School funding

Some local superintendents call state's school funding formula inequitable

2012-09-08T20:00:00Z 2012-09-10T00:21:45Z Some local superintendents call state's school funding formula inequitableCarmen McCollum, (219) 662-5337

Pamela May does not know a lot about Gary's per-student funding and what it means to her only daughter, a junior in the high-ability program at West Side Leadership Academy.

But May does know the school doesn't have the computers and technology in the building that students need to move them forward.

"I know she goes to school and the roof is leaking," May said. "I know that teachers are working at a deficit and don't have everything they need. I know we've spent a lot of money on the new bus transportation software, and there have been serious problems with it. Everyone has degrees of responsibility, and the problems have existed for many years. I know Dr. (Cheryl) Pruitt is doing everything she can to address the issues, but no one can expect her to come in and be superwoman."

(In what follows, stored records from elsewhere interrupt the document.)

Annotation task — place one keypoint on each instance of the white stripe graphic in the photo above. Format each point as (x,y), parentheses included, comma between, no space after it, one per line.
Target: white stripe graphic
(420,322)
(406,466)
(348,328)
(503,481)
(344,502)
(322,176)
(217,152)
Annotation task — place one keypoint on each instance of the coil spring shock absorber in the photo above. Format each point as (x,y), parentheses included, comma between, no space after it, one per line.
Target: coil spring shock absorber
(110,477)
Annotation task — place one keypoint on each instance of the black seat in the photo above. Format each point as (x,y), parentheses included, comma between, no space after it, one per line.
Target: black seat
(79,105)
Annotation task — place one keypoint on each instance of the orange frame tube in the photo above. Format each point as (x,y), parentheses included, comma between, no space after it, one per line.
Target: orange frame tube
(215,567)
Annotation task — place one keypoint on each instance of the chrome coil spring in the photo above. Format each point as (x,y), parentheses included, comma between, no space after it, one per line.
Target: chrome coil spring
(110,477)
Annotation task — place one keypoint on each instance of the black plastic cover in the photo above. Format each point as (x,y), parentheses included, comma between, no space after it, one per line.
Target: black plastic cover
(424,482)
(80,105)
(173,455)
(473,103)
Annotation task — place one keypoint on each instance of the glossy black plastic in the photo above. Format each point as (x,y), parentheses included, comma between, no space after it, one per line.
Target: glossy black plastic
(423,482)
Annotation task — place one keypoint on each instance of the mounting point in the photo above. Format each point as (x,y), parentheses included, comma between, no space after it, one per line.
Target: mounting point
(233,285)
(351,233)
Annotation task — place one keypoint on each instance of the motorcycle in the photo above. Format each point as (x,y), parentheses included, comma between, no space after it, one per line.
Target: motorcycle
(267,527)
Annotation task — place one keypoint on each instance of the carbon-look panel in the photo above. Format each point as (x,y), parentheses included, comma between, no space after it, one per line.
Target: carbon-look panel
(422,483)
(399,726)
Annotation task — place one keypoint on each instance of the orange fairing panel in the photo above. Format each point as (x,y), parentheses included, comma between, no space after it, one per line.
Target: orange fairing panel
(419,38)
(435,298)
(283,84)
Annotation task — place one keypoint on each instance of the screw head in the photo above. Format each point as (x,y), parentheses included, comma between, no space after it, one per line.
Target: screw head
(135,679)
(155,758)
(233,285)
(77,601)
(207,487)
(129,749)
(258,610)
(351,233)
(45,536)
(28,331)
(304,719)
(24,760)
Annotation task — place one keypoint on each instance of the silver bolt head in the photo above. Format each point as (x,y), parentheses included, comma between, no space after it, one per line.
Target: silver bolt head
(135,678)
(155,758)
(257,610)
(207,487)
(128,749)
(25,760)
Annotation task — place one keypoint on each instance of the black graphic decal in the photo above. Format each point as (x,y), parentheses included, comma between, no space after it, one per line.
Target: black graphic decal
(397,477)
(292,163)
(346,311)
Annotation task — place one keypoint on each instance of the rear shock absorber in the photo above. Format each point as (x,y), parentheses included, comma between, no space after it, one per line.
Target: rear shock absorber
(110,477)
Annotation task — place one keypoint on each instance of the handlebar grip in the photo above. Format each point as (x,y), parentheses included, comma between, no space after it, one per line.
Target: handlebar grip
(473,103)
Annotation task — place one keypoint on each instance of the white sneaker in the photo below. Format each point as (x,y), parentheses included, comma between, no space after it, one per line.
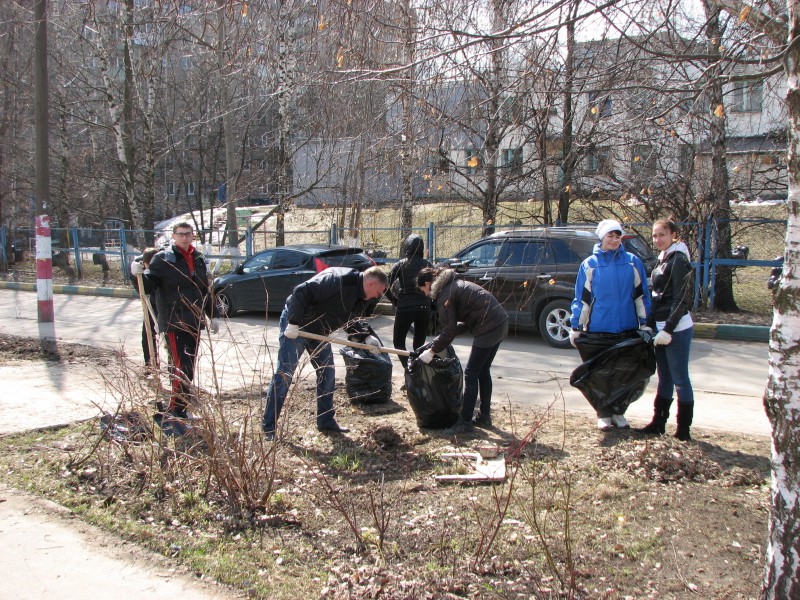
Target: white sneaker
(620,422)
(605,424)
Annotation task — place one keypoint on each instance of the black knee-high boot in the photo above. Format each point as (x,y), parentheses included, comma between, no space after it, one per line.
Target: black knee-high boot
(658,425)
(685,414)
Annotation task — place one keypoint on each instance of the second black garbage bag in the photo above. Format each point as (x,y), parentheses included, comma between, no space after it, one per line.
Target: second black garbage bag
(618,374)
(435,390)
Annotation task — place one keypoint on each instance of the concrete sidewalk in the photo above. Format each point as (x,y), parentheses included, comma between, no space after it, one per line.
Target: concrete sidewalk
(717,331)
(49,554)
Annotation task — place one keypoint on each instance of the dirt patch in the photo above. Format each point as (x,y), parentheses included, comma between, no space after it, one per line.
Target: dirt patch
(582,513)
(742,317)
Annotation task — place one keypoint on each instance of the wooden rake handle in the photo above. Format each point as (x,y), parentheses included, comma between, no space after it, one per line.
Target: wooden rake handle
(330,340)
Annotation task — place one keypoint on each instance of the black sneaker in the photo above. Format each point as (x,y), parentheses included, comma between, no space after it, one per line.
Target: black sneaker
(332,427)
(483,421)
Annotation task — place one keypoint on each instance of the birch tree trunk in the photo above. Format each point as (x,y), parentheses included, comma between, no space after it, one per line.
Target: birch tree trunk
(782,396)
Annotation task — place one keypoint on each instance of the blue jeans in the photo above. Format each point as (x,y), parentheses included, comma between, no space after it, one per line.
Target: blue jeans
(672,362)
(478,380)
(289,353)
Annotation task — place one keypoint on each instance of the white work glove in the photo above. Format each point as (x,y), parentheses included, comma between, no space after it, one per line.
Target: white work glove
(427,356)
(374,342)
(137,268)
(574,334)
(662,338)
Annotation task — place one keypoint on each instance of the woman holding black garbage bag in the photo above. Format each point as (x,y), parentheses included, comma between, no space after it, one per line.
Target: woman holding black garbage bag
(611,302)
(463,306)
(671,288)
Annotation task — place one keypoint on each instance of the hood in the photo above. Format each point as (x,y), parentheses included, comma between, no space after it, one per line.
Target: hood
(676,247)
(414,246)
(607,255)
(444,279)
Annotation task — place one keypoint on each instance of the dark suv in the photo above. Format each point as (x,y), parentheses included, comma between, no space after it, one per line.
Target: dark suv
(266,279)
(532,272)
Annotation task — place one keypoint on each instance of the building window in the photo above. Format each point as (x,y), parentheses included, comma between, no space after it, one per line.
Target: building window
(511,159)
(643,161)
(600,106)
(512,109)
(438,162)
(685,160)
(748,97)
(472,160)
(598,161)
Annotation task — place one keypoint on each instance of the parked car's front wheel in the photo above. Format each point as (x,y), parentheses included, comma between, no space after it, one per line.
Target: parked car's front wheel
(554,323)
(225,304)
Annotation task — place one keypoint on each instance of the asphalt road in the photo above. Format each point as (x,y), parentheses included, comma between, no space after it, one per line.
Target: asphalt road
(728,376)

The Gary Community School Corp. has the highest per-student funding — $7,686.25 — among the 23 school districts in Lake and Porter counties and is among the highest in the state. The Lake Central School Corp. has the lowest per-student funding at $4,662.83.

Pruitt said her district's new chief financial officer is conducting a complete budget review, including a five-year analysis to see how money has been spent. Pruitt also asked the Indiana State Board of Accounts to come in and conduct an audit to determine exactly where finances stand.

"We're looking at everything, including salaries and overall finances, and every dollar that comes into the district so we can start fresh," she said. "We are also doing an overview of the maintenance department so that we can revamp the buildings and improve them. We're going through everything, every area so that we can be financially responsible."


A complex funding formula

Indiana's school funding is based on a complex formula that takes average daily membership, or enrollment, and other factors into account. One of those factors is the complexity index, which is calculated by looking at the percentage of students receiving free and reduced-price lunches, Indiana Department of Education spokeswoman Stephanie Sample said.

School districts that have higher concentrations of poverty, as measured by the percentage of students eligible for free and reduced-price meals, receive additional per-student funding.

This ensures "vertical equity" in the school funding formula and acknowledges that to equalize the playing field and offset the detrimental effects of poverty, some students are more costly to educate, said Terry Spradlin, director for Education Policy at the Center for Evaluation and Education Policy at Indiana University Bloomington.

"Local wealth used to be a factor for determining a school district's funding levels, and those districts that had greater property wealth received a larger percentage of general fund dollars from this revenue source and the state would contribute less," he said. "With property taxes no longer a general fund revenue source for schools, these schools have suffered some under the current funding system.


Is the formula inequitable?

Munster Superintendent Richard Sopko said his district has petitioned the state and legislators for years to create equity in the school funding formula. The School Town of Munster gets $4,750.14 per student.

"It costs us just as much to educate a student as it costs anyone else regardless of where the student lives or the assessed value of their home," he said. "The funding formula has never been kind to Munster."

Sopko said the problem was compounded in 2010 when the state took over funding school districts' general funds, using sales tax and personal income tax, rather than the more dependable property taxes.

Sopko said the district lost $1.8 million that year and over the past three years lost a total of $5.8 million.

"I think it's unconscionable that we have a state with a $2.2 billion surplus, and they've chosen to balance the budget on the back of education," he said.

MSD of Boone Township Superintendent George Letz said Hebron schools have lost $451,156 in funding since 2010.

"In addition to this action, the corporation had reductions of tax dollars in five other funds (capital projects, transportation, debt service, pension and bus replacement) due to the circuit breaker and the corresponding caps which are now part of the Indiana Constitution," Letz said.

"At the same time, our expenses continue to increase because of higher costs for everything we provide to assist teachers in the instructional process and to operate our buildings: insurance, utilities, maintenance, technology ... teacher salaries and benefits, supplies, classified salaries and benefits," he said.

MSD of Boone Township receives $5,190.10 per student for 2012, less than the state average of $5,400. The range of funding for school districts in Indiana is $4,600 to $8,400 per student.

The bottom line is that many school districts have had to cut staff.

Letz said MSD of Boone Township has had to reduce the number of administrators, teachers, instructional aides, custodians and secretaries to meet its needs.

"All of these staff members are vital contributors to our program," he said. "The employees who are left are now required to be responsible for many more duties since the number of employees has declined and will continue to decline if no new funding is available from the Indiana General Assembly."